Forse sarà anche per questo, ma non solo, che l’Italia ha raggiunto solo 13 dei 51 obiettivi da centrare entro fine anno per ottenere la seconda trance di 24 miliardi. Purtroppo è un film già visto. L’affannosa rincorsa al raggiungimento formale degli obiettivi servirà a spendere presto e male la valanga di miliardi europei rischiando di lasciare intatti i veri problemi del paese.
Questa è, per il nostro paese, la suddivisione delle risorse in base alle mission definite dall’Europa: rivoluzione verde e transizione ecologica disporranno di 68,6 miliardi; infrastrutture per una mobilità sostenibile potranno contare su 31,4 miliardi; istruzione e ricerca conteranno su 31,9 miliardi; parità di genere, coesione sociale e territoriale di 22,4 miliardi; salute di 18,5 miliardi.
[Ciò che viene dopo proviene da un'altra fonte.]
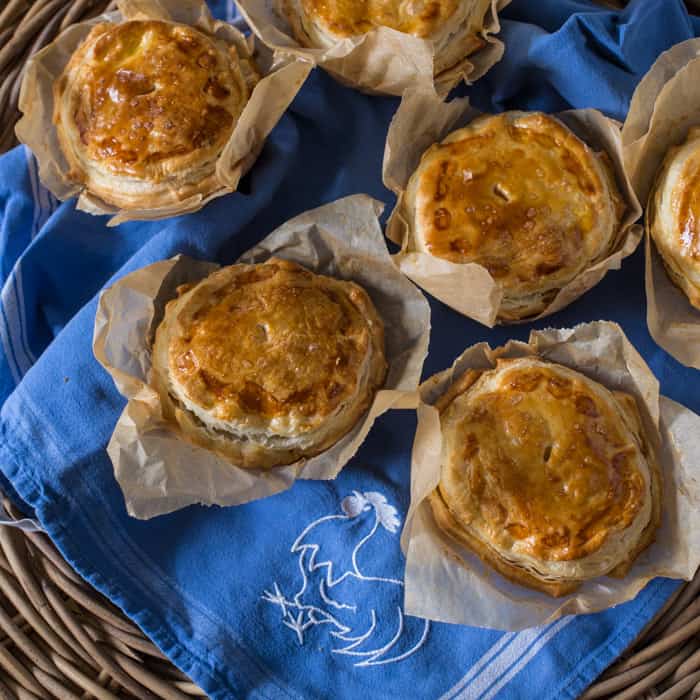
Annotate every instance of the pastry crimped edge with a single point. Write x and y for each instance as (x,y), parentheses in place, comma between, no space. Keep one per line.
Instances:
(654,222)
(251,454)
(448,524)
(514,309)
(457,39)
(190,175)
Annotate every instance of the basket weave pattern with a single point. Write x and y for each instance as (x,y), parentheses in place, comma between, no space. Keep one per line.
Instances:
(61,639)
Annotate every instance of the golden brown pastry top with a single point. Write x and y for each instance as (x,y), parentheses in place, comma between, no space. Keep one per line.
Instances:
(349,17)
(544,460)
(150,91)
(276,340)
(687,194)
(517,193)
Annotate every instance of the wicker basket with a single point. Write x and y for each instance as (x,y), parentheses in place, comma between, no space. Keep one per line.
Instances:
(61,639)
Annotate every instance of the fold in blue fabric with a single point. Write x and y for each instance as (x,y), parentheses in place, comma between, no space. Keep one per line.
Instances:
(299,595)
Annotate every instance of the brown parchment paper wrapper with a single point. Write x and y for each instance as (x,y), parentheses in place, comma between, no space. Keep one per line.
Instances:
(664,106)
(447,582)
(157,470)
(423,119)
(383,61)
(268,102)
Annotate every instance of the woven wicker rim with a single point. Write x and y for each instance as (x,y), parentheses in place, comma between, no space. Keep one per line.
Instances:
(59,638)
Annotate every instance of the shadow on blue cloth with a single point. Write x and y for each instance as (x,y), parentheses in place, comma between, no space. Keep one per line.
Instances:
(210,585)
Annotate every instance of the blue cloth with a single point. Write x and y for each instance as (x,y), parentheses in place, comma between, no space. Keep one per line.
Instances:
(239,597)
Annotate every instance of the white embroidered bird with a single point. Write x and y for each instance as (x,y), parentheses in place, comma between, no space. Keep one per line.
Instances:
(363,612)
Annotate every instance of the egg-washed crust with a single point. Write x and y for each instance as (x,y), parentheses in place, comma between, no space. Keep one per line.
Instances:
(617,408)
(673,215)
(270,363)
(454,27)
(522,195)
(144,108)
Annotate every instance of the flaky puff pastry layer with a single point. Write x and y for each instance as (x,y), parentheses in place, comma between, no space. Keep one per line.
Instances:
(673,215)
(546,475)
(452,26)
(266,364)
(523,196)
(144,108)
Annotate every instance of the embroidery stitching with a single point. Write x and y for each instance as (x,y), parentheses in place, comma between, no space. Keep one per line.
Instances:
(300,616)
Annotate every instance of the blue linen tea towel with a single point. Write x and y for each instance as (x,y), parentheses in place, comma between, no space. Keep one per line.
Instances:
(239,597)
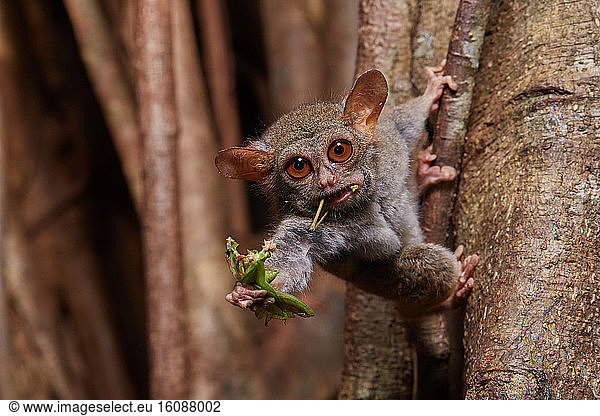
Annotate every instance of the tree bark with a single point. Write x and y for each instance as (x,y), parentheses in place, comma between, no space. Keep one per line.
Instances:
(462,61)
(220,75)
(63,342)
(161,232)
(99,51)
(216,332)
(378,357)
(529,205)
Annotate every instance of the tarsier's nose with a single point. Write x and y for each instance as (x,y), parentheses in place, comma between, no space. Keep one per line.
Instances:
(326,178)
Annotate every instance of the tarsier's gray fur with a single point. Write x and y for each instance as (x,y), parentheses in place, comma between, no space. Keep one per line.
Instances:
(378,227)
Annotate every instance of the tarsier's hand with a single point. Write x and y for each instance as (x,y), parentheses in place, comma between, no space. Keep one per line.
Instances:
(465,281)
(428,174)
(245,296)
(435,84)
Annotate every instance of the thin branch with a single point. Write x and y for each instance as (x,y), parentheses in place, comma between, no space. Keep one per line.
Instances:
(161,232)
(449,136)
(98,50)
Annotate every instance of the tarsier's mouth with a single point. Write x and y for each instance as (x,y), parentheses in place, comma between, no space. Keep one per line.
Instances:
(341,195)
(336,198)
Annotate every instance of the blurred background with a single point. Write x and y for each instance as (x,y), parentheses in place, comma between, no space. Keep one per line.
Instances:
(72,301)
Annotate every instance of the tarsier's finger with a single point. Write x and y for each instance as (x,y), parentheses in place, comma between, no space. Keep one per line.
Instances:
(427,155)
(458,252)
(449,81)
(469,265)
(465,289)
(255,293)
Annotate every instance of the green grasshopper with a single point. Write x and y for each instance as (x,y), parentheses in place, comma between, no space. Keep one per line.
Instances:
(250,269)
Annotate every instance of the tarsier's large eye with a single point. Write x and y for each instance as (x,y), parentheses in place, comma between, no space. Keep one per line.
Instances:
(298,167)
(339,151)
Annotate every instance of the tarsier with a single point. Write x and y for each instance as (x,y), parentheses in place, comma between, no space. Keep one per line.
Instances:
(350,163)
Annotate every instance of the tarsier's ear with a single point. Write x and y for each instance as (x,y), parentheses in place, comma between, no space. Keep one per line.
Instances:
(244,163)
(366,100)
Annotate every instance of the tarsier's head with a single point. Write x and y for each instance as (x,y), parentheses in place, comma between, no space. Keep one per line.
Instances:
(322,151)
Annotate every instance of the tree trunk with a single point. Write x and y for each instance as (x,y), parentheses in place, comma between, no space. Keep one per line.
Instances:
(161,231)
(440,359)
(220,75)
(529,204)
(378,357)
(63,342)
(216,332)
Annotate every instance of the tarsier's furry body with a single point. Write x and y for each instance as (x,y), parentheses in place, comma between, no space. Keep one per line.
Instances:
(355,157)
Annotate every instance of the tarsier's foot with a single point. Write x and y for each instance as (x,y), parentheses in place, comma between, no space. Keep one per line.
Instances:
(435,84)
(428,175)
(465,281)
(245,296)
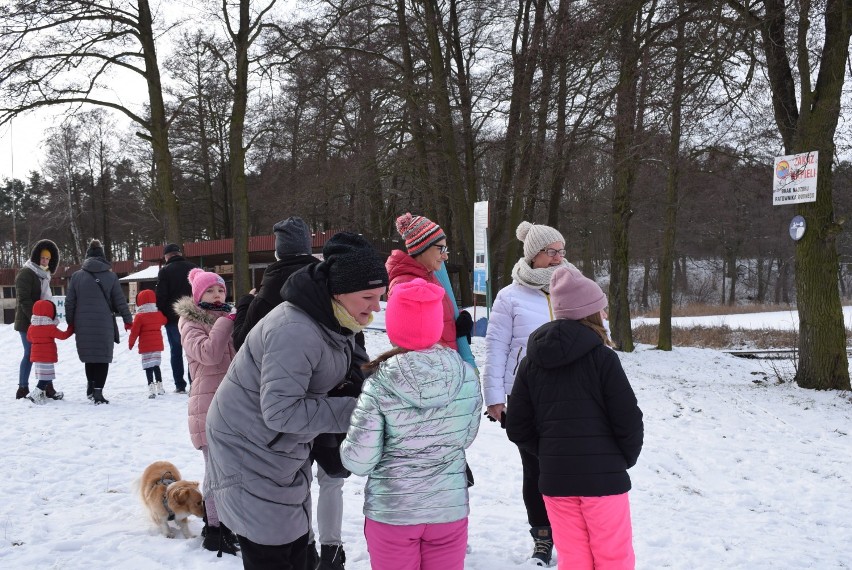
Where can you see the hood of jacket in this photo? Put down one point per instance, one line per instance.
(307, 288)
(44, 308)
(185, 307)
(278, 272)
(35, 254)
(561, 342)
(430, 378)
(400, 263)
(96, 264)
(146, 296)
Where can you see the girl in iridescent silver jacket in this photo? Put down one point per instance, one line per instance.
(415, 417)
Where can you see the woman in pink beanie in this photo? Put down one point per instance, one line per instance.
(587, 442)
(206, 325)
(416, 415)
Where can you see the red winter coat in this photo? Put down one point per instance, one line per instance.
(209, 348)
(403, 268)
(147, 324)
(43, 336)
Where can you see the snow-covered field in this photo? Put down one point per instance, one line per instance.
(739, 470)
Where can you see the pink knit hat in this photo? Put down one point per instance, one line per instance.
(419, 232)
(415, 314)
(201, 280)
(573, 295)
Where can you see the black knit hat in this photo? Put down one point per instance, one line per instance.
(292, 236)
(352, 264)
(95, 249)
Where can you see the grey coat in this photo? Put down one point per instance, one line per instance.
(87, 309)
(269, 407)
(415, 417)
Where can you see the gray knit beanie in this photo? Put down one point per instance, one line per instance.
(536, 237)
(292, 236)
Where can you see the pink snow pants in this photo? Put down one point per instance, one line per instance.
(438, 546)
(592, 533)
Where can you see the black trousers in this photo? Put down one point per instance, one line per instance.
(292, 556)
(96, 373)
(534, 503)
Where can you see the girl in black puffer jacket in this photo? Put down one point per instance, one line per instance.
(573, 407)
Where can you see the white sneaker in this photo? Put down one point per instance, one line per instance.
(37, 396)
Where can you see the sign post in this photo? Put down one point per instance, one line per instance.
(794, 179)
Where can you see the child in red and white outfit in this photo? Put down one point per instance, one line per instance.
(206, 324)
(43, 334)
(415, 417)
(573, 408)
(147, 327)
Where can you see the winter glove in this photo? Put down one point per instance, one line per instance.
(464, 325)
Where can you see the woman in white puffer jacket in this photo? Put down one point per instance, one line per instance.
(518, 310)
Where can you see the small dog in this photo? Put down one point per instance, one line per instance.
(167, 497)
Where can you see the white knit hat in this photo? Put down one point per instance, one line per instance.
(536, 237)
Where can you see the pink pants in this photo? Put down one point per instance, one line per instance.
(438, 546)
(592, 532)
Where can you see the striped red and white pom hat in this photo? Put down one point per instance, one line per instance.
(419, 232)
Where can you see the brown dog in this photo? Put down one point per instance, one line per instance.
(167, 497)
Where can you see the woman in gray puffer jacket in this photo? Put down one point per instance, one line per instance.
(415, 417)
(273, 401)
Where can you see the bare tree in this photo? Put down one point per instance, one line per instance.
(66, 53)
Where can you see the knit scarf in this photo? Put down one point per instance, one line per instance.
(223, 307)
(525, 275)
(43, 275)
(346, 320)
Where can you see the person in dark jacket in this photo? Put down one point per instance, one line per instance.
(273, 401)
(94, 295)
(173, 284)
(32, 283)
(573, 407)
(292, 252)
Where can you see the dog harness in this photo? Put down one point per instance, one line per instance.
(166, 480)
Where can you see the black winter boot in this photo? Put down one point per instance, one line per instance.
(543, 549)
(214, 541)
(332, 557)
(98, 396)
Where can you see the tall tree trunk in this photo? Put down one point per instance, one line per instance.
(624, 158)
(239, 195)
(664, 338)
(159, 129)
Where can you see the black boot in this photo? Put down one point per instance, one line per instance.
(332, 557)
(215, 542)
(543, 549)
(98, 396)
(313, 556)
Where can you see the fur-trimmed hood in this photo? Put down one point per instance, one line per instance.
(185, 307)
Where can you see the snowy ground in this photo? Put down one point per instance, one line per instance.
(739, 470)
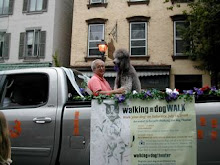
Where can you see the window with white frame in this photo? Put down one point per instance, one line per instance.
(32, 43)
(96, 34)
(6, 7)
(4, 44)
(96, 1)
(180, 46)
(35, 5)
(138, 38)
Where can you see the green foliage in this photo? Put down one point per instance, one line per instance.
(204, 34)
(55, 59)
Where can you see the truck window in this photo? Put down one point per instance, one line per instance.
(25, 90)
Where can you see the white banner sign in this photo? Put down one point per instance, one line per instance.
(143, 133)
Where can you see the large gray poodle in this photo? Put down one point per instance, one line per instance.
(126, 74)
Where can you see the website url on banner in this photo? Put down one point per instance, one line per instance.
(152, 155)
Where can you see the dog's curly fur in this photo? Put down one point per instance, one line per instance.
(126, 76)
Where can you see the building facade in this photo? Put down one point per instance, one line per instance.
(146, 29)
(32, 30)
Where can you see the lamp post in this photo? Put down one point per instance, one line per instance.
(102, 48)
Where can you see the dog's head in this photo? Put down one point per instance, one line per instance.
(121, 60)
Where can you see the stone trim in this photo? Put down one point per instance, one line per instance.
(97, 5)
(138, 19)
(138, 2)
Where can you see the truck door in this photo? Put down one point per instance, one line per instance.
(29, 103)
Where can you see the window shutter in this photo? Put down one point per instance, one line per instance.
(11, 4)
(45, 5)
(42, 44)
(21, 45)
(25, 5)
(6, 45)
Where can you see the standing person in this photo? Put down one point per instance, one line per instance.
(5, 145)
(97, 84)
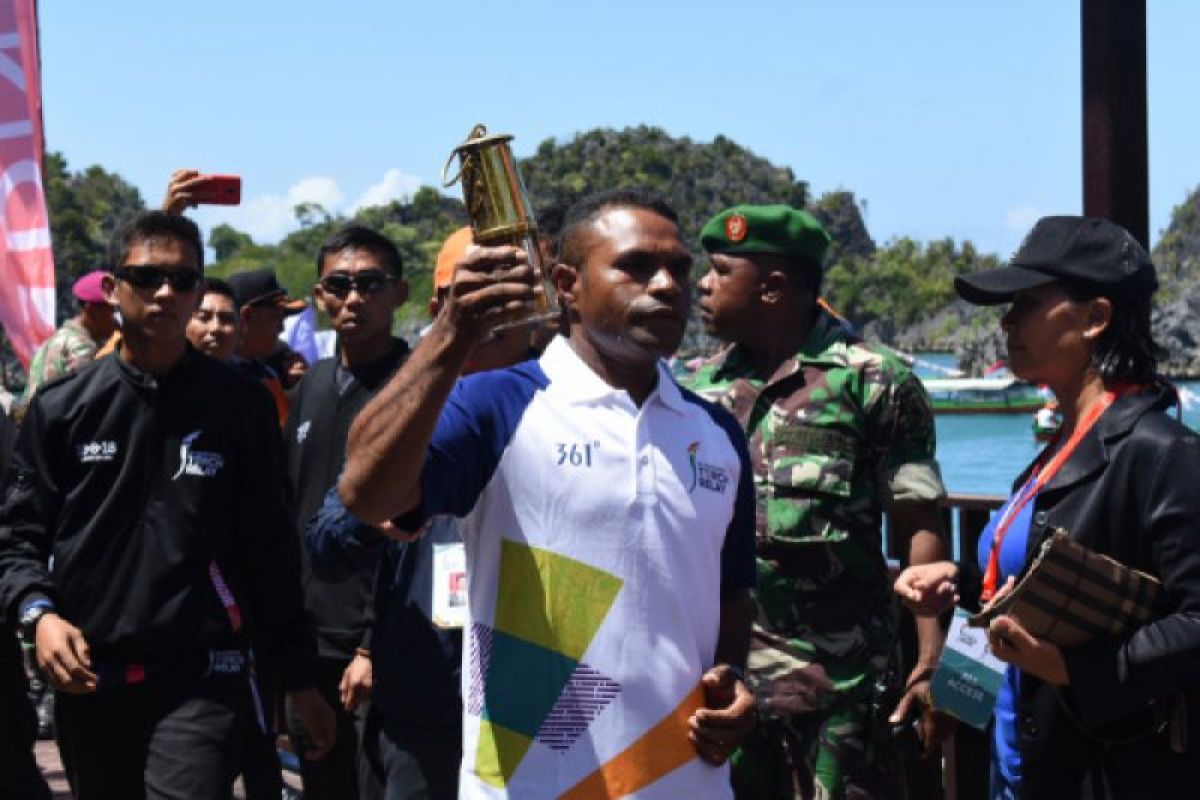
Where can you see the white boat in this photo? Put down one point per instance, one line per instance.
(1006, 395)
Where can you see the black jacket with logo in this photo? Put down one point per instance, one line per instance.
(1131, 491)
(339, 589)
(132, 487)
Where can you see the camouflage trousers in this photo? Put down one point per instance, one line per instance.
(839, 753)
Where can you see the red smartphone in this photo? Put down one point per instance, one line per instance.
(217, 190)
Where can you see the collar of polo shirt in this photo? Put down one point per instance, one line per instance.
(575, 382)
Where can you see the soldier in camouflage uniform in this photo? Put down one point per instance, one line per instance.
(75, 343)
(838, 432)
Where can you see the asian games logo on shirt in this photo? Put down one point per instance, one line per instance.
(97, 451)
(197, 462)
(707, 476)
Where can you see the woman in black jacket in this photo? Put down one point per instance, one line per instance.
(1109, 719)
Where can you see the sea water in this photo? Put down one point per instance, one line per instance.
(981, 453)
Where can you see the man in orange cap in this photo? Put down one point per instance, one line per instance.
(75, 343)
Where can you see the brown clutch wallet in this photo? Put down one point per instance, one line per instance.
(1071, 595)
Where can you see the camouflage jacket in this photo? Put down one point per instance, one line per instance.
(838, 432)
(67, 349)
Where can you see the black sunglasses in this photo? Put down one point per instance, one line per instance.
(151, 276)
(341, 284)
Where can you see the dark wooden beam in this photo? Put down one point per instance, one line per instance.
(1116, 166)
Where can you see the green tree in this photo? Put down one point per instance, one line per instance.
(227, 241)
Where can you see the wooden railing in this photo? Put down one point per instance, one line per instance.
(965, 767)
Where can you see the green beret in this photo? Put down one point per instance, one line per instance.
(780, 229)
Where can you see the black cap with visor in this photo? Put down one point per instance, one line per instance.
(1080, 250)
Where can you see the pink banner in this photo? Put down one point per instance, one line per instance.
(27, 265)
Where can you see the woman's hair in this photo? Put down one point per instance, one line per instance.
(1126, 352)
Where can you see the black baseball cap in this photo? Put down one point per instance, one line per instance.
(1081, 250)
(262, 288)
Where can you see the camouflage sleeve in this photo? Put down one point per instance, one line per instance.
(907, 443)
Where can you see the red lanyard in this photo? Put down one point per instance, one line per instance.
(1039, 477)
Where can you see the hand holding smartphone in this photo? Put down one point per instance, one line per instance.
(216, 190)
(189, 187)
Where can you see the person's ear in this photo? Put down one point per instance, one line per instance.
(772, 287)
(565, 280)
(400, 293)
(108, 286)
(1099, 317)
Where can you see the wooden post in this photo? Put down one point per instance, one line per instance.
(1116, 172)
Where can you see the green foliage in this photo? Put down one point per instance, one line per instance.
(1177, 253)
(839, 212)
(904, 282)
(700, 180)
(418, 227)
(84, 209)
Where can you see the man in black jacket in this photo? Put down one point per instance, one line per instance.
(19, 776)
(360, 286)
(147, 547)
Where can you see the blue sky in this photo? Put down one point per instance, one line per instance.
(949, 118)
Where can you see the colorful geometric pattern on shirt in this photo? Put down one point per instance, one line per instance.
(549, 608)
(587, 693)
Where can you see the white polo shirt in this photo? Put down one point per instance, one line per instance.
(599, 536)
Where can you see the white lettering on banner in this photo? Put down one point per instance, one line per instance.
(27, 263)
(24, 240)
(39, 299)
(10, 70)
(16, 130)
(22, 172)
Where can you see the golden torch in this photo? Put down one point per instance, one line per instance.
(499, 208)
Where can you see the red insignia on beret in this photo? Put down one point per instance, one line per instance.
(736, 227)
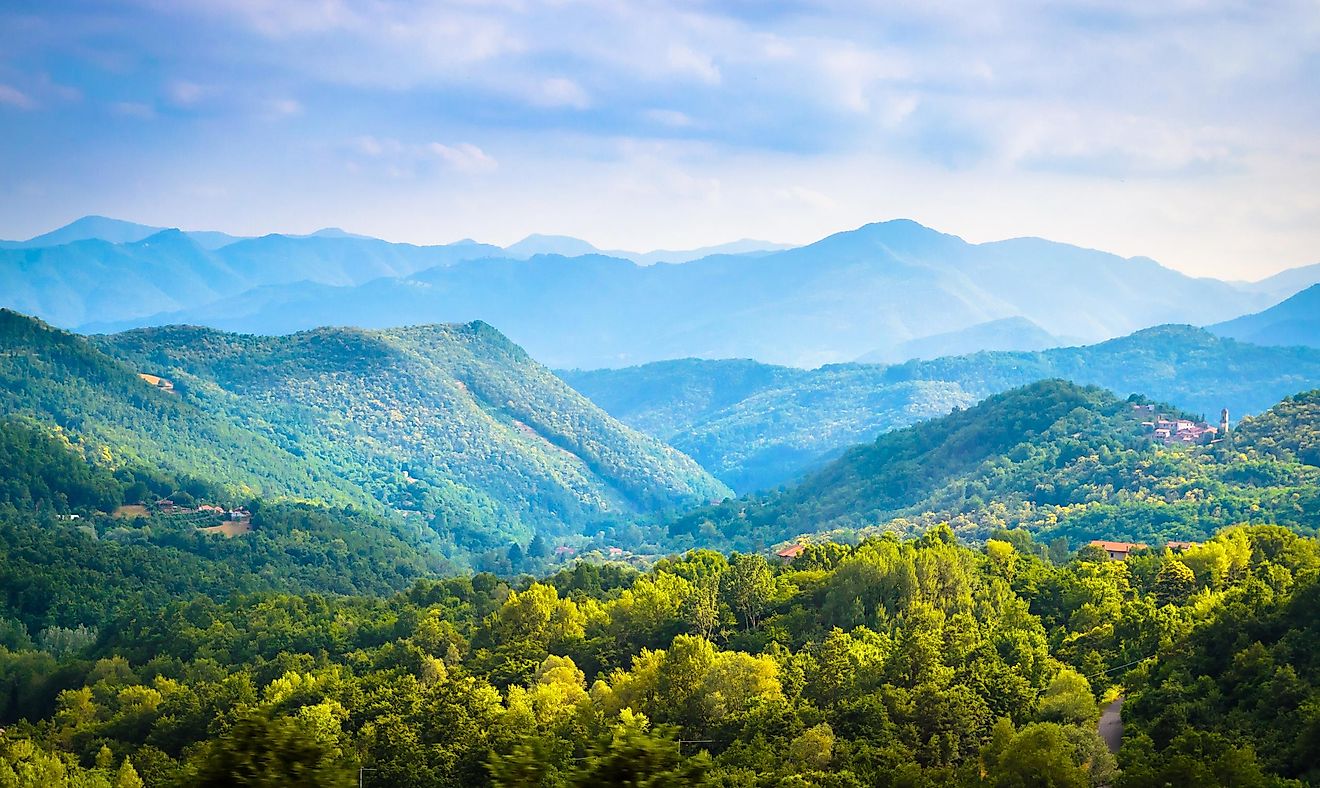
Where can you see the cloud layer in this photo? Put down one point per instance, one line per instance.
(1186, 130)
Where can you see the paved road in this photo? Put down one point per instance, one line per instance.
(1112, 725)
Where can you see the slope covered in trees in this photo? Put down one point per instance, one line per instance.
(1052, 457)
(891, 663)
(757, 426)
(449, 424)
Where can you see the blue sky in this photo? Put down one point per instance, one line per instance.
(1187, 131)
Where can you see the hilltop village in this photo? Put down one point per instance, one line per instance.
(1182, 430)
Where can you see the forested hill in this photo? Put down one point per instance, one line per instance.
(890, 664)
(757, 426)
(452, 424)
(1055, 458)
(454, 421)
(62, 380)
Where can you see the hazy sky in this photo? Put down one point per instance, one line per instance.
(1187, 131)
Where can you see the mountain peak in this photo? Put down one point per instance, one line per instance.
(93, 227)
(551, 244)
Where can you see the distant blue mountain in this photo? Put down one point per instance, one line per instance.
(576, 247)
(830, 301)
(111, 231)
(1010, 333)
(97, 281)
(1295, 322)
(1286, 283)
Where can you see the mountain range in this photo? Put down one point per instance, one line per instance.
(758, 425)
(830, 301)
(450, 425)
(1052, 458)
(883, 292)
(1294, 321)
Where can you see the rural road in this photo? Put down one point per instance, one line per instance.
(1112, 725)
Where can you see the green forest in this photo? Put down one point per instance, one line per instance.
(1061, 461)
(758, 426)
(452, 429)
(890, 663)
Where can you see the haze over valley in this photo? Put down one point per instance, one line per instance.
(573, 395)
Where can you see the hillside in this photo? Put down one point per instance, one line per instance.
(1295, 321)
(452, 424)
(889, 663)
(757, 426)
(830, 301)
(1052, 457)
(452, 421)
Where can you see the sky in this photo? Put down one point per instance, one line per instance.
(1187, 131)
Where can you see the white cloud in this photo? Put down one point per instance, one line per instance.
(185, 93)
(560, 91)
(139, 110)
(685, 60)
(669, 118)
(463, 157)
(16, 98)
(283, 107)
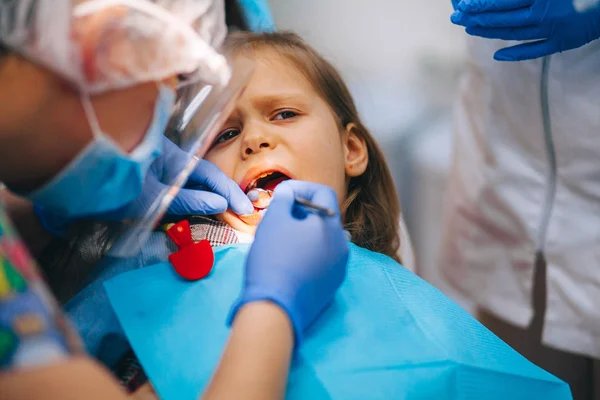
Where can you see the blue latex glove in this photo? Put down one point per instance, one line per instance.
(553, 25)
(298, 259)
(208, 191)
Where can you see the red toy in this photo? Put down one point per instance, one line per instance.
(194, 260)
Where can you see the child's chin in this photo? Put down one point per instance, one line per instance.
(246, 224)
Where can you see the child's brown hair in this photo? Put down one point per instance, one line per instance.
(372, 209)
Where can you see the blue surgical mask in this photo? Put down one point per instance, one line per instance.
(103, 177)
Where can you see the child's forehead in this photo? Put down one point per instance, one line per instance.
(277, 69)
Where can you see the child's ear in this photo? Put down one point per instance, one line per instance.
(356, 154)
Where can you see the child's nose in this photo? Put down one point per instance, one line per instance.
(257, 141)
(255, 149)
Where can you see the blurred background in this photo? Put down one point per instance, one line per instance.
(402, 60)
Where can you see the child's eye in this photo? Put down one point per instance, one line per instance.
(286, 114)
(227, 135)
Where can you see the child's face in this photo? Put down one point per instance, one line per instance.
(281, 124)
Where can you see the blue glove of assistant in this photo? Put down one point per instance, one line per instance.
(298, 259)
(208, 191)
(553, 25)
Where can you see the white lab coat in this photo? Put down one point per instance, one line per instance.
(506, 201)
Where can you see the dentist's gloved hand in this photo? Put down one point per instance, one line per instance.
(298, 259)
(208, 191)
(553, 25)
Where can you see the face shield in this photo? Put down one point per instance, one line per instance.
(200, 111)
(99, 46)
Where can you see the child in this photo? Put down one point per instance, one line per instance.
(296, 119)
(387, 334)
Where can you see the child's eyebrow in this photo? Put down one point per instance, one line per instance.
(271, 100)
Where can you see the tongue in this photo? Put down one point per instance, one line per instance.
(272, 184)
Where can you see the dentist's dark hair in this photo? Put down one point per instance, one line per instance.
(371, 211)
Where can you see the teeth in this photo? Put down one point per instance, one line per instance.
(255, 181)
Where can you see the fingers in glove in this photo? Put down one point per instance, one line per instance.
(209, 175)
(526, 51)
(476, 6)
(196, 202)
(523, 33)
(500, 19)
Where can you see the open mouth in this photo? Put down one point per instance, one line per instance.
(267, 181)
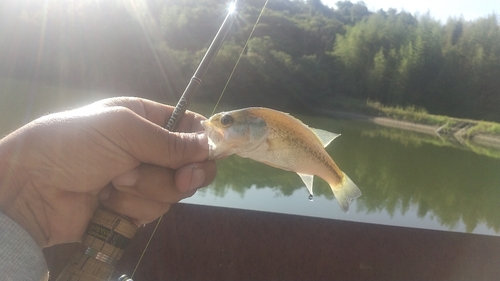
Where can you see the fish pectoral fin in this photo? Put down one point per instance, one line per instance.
(324, 136)
(308, 180)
Il PNRR si articola appunto in 6 Missioni
- digitalizzazione, innovazione, competitività, cultura;
- rivoluzione verde e transizione ecologica;
- infrastrutture per una mobilità sostenibile;
- istruzione e ricerca;
- inclusione e coesione;
- salute
La scommessa è grande e in particolare sulla seconda missione. Purtroppo il Piano si limita ad una sommatoria di interventi senza una visione e strategia complessive. In questo senso manca clamorosamente la complementarità con Agenda 2030.
Ma anche la terza missione presenta una forte criticità. Si intendono investire i fondi in nuove infrastrutture privilegiando le linee ferroviarie. Bene. Purtroppo si punta pesantemente su linee di alta velocità (270 km di binari), senza tener conto che su tali linee i viaggiatori sono 170.000 mentre quelli su tram e metro sono 6 milioni. E non ci si pone il problema di come finanziare la realizzazione dei mezzi di trasporto che dovranno essere utilizzati su di esse e sulla tipologia della loro propulsione.
La quinta missione prevede anche interventi per le politiche di attivazione al lavoro. Qui esiste il grosso scoglio del dissennato modello dei centri per l’impiego. Governati dalle regioni, scontano la mancanza di una vera governante e si sommano alle criticità che vengono dall’assenza di percorsi di formazione strutturati per rispondere alle esigenze delle imprese. Fioriscono corsi inutili che vengono comunque finanziati perché non esistono alternative.
La sesta missione è destinata alla salute. Si realizzeranno 1.350 presidi territoriali e 381 nuovi ospedali: un gigantesco investimento edilizio che se non sarà accompagnato dall’assunzione (nel piano non ci sono queste risorse) di almeno 40.000 unità di personale infermieristico e medico sarà totalmente inutile.